Yoruba activist Sunday Igboho is back in the headlines after dropping a two-hour ultimatum in his hometown of Igboho, Oyo State.
A video from June 20 shows him warning Fulani residents they have just two hours to produce abducted family members or face consequences.

The clip exploded on X and WhatsApp and other social media platforms pulling over 700K views in a day and dragging Nigeria back into a messy argument about insecurity, self-help justice, and ethnic blame.
The Warning That Went Viral
Igboho spoke inside what looked like a palace hall, surrounded by community members. He didn’t mince words.

According to reports and videos shared by Oyo Matters and Oyo Affairs, he told Fulani leaders: “I will enter your household and kill everybody. You can’t be kidnapping people in my hometown. I am Sunday Igboho, and I am from this hometown.”
Another video posted by Vox Yoruba captured him being more specific about the trigger. He accused “bandits of your ethnic group” of kidnapping a pregnant woman in Igboho, killing her and the man who went to pay ransom. “They always kidnap Yoruba and not their fellow Fulani,” he said, before giving the two-hour deadline and adding, “We know that the bandits are your children.”
Oyo Affairs later summarized the moment for readers who missed the livestream: Igboho gave Fulani residents in Igboho Oke-Ogun two hours to bring out the abducted victims or he would “wipe off all Fulani people living in the community.” The post was timestamped 2:41pm on June 20 and racked up hundreds of reposts and quotes before nightfall.
The Pain Behind The Outburst
This didn’t happen in a vacuum. For over a month, a school principal, teachers and several pupils from an Igboho school have been held somewhere inside Old Oyo National Park Reserve. The forest has become a kidnapping corridor, and families say ransom demands keep changing while government rescue efforts stall.
The frustration is everywhere online. User Ugbede posted photos of children lying on bare ground with the caption: “Please let us not forget to keep speaking about the oyo Teachers and kids. This is not fair, over one month in the hands of Islamic terrorists.”
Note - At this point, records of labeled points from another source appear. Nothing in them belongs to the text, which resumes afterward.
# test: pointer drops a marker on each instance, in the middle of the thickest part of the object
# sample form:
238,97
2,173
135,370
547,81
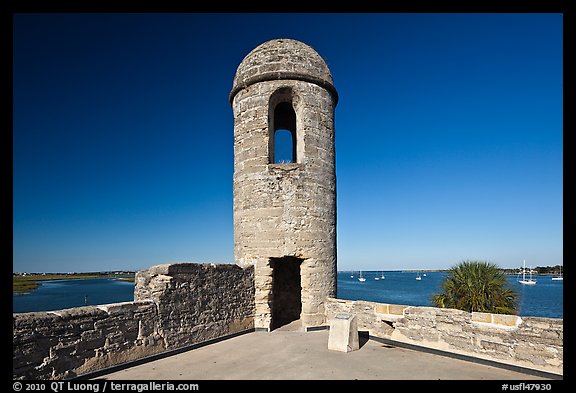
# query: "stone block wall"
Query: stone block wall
174,306
531,342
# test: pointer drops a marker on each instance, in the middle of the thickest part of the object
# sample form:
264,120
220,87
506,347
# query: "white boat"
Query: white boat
524,280
560,277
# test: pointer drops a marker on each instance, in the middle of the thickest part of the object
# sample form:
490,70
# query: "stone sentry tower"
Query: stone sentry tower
285,209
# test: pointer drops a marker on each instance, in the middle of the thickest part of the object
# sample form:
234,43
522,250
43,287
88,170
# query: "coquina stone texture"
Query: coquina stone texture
531,342
175,306
285,212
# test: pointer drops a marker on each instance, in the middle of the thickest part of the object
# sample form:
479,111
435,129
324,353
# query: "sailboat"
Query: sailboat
560,277
525,281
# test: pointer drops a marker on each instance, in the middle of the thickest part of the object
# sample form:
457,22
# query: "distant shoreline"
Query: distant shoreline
23,284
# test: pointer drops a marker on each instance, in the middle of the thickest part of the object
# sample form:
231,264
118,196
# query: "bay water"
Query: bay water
545,299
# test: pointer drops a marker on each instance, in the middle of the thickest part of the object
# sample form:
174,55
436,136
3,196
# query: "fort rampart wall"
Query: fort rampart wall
180,305
530,342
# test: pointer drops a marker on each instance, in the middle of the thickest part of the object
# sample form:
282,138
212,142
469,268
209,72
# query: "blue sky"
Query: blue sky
449,137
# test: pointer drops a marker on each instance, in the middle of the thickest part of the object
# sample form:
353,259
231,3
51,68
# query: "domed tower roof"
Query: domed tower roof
281,59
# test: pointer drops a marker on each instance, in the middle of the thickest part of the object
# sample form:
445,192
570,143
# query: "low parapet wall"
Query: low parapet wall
175,305
530,342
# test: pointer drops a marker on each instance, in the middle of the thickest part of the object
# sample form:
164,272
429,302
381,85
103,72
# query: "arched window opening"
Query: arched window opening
284,134
283,147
Onuoha Lorenzo added, “Only God knows what the abductors are planning to do with them.”
FaddyK summed up what many Yoruba people are feeling: “Wait oh, wait a minute! Is this how the kidnapped principal, teachers and children at that oyo school will grow old in the forest? And everywhere is quiet all of a sudden.” Her tweet pulled 2.8K reposts because it hit a nerve – people are tired of waiting.
Pushback: “You Can’t Threaten An Entire Group”
As expected, Igboho’s words drew heavy fire. Critics accused him of ethnic profiling and acting like judge and jury.
Daniel Regha was one of the loudest voices pushing back. He said Igboho has every right to raise alarm since government has failed woefully on security, but drawing a line against all Fulani people is wrong. “Giving an ultimatum to Fulani leaders when there’s no proof of them being culprits is wrong. Unless there’s valid proof, you don’t go around making threats,” he wrote. The tweet got 669 comments and 113K views.
Hidima, Ph.D. went harder, calling Igboho an “idiot” who doesn’t have a monopoly on violence.
He argued that law-abiding Fulani residents shouldn’t be threatened just because of their ethnicity, and tagged the Nigeria Police and DSS to take note.
He also reminded people that some of those arrested for kidnapping Adelabu’s sister were Yoruba, so crime should be treated as crime, not ethnicity.
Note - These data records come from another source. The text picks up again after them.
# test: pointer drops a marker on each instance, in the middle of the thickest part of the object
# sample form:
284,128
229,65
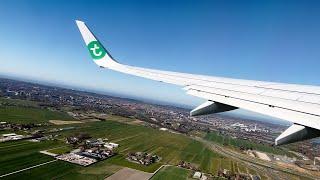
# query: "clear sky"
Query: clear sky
258,40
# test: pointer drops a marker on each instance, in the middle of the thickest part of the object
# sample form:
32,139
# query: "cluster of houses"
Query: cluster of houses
143,158
187,165
89,151
11,137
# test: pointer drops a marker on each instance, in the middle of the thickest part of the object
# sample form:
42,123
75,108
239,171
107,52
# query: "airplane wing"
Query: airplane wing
299,104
Kachalla Usmanu labeled Igboho “a Yoruba terrorist sponsored by politicians in the Southwest” and said he belongs in prison like Nnamdi Kanu.
Abiola Oshodi captured the general fatigue: “Sunday Igboho and these his endless ultimatums again. Every time it’s two hours, 24 hours, final warning. Abeg, we’re tired. Kidnappers don’t fear press conferences. If you have the capacity to deal with them, do it. If not, stop all this movie trailer talk. People want results.”

Did It Work? Celebration In Igboho
The twist came later that evening. Oyo Affairs posted an update saying there was celebration in Igboho town after kidnapped victims were released following the two-hour ultimatum.
If that’s true, it means Igboho’s pressure forced movement where weeks of official silence hadn’t. That’s what makes this story uncomfortable.
On one hand, families want their children back by any means. On the other, Nigeria has laws, and threatening an entire ethnic group opens the door to reprisals and more chaos.
For now, the focus is back on Old Oyo National Park Reserve. How did it become a safe zone for kidnappers? Why are communities forced to negotiate while security agencies are reportedly “monitoring the situation”?
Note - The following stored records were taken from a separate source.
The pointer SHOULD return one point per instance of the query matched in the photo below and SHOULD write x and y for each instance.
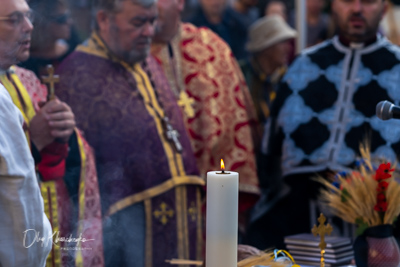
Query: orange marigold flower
(383, 172)
(381, 206)
(381, 197)
(382, 186)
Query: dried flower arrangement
(368, 196)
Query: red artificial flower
(382, 186)
(381, 206)
(383, 172)
(381, 197)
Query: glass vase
(377, 247)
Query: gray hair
(114, 6)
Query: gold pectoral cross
(51, 79)
(172, 135)
(186, 103)
(321, 230)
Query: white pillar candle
(222, 219)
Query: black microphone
(386, 110)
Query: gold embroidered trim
(154, 191)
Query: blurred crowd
(203, 79)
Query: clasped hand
(54, 120)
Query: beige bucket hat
(268, 31)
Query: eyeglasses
(17, 18)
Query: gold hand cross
(321, 230)
(51, 79)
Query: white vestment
(25, 231)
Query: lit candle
(222, 218)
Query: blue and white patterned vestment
(326, 107)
Igboho’s supporters say he’s a defender who fills the vacuum left by government failure. His critics say he’s reckless and his methods will only breed more violence.
Both sides agree on one thing: the people of Igboho have suffered enough. Until the forest is cleared and arrests are made, expect more ultimatums, more viral videos, and more debate about where desperation ends and the rule of law begins.